論理的な説明がつかない事態に、私はこれが聞き間違いであることを切に願った。
「詩音さん、もしかしてうちのクラスの人達を誘ったんですか?」
「誘ってな……あ、でも、鈴菜にはレジャーシートの用意だけ頼んじゃったかな」
「なるほど」
「まぁ配信であれだけ言っちゃったし、それに教室で『茜を私の物にするにはどうすればいい?』って相談したから、みんな結果が気になって来ちゃったんじゃないかな?」
「あと……何故か先輩方もいる気がするんですが」
「いるみたいだね。あの人達がいるのは本当に意味分かんないけど……放っておいたら喧嘩が始まりそうだし、茜が良いならここに呼んでいい?」
「いいですよ。

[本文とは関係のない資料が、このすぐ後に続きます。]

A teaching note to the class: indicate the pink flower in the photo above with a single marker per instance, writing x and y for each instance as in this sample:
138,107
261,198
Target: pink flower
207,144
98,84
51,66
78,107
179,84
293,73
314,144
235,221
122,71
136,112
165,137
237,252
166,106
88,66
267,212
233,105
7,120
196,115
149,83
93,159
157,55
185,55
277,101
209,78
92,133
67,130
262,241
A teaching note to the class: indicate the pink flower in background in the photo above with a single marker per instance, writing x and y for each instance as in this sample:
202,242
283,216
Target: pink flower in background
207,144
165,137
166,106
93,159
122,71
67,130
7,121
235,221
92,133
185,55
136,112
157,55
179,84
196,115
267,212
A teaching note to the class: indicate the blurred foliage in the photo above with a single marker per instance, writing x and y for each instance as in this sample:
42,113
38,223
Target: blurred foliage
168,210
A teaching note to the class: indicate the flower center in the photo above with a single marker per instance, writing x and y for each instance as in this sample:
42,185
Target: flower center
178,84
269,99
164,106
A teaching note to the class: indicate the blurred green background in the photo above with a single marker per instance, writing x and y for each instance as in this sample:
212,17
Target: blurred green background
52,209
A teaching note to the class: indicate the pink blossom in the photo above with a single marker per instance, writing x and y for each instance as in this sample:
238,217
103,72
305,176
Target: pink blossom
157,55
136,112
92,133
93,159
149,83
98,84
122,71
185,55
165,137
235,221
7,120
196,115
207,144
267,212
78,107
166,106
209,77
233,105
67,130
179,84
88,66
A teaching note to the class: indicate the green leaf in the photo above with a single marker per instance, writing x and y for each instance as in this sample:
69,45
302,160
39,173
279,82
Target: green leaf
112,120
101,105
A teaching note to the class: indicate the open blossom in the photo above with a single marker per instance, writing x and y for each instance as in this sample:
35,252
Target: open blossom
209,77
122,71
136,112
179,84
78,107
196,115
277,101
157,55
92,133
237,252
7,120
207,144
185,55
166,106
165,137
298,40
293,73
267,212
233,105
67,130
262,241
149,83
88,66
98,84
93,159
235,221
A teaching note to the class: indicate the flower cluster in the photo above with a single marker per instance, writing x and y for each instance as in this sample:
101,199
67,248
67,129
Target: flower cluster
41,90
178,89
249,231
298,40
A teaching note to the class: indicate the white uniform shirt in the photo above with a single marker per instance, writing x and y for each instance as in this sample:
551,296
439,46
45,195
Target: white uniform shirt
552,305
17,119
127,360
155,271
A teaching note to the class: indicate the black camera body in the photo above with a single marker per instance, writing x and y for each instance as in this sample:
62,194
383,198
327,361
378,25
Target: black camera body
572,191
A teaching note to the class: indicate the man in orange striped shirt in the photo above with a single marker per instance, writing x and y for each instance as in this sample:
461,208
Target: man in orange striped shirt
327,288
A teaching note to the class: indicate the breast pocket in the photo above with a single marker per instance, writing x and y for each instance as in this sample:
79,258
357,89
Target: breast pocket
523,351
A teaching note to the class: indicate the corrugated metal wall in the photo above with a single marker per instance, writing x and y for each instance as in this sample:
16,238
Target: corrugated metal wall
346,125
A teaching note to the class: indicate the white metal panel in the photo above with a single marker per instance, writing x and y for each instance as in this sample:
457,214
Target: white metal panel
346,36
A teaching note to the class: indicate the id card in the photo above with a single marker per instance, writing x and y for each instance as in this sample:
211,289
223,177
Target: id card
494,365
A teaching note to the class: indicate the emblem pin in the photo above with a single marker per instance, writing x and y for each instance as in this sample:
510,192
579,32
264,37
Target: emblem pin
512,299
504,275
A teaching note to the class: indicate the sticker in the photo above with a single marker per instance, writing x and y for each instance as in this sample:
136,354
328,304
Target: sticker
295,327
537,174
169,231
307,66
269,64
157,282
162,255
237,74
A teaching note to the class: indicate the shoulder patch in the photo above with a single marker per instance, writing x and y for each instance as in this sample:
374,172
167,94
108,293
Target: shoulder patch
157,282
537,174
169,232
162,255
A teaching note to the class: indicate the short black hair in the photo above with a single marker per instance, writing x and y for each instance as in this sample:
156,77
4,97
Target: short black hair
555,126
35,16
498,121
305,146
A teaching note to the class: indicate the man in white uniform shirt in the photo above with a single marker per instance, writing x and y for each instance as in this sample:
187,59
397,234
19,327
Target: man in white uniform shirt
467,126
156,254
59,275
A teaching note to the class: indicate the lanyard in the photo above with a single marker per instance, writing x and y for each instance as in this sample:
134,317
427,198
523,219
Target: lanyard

このシートは無駄に広いみたいですから、人が多少増えても問題はないでしょう」
今の私は心が澄み渡っている。
他人がどれだけいようと、もう何も関係ない。
気にもならない。
私はもう詩音さん一筋なのだから。
「みんなー! こっちこっち、おいでーっ!」
詩音さんが晴れやかな声を張り上げ、一触即発の睨み合いを続けていた一団を呼び寄せた。
クラスメイトたちはバツが悪そうに肩をすくめて歩み寄り、一方で先輩たちは獲物を見つけた猛獣のような足取りで、意気揚々とこちらへ詰め寄ってくる。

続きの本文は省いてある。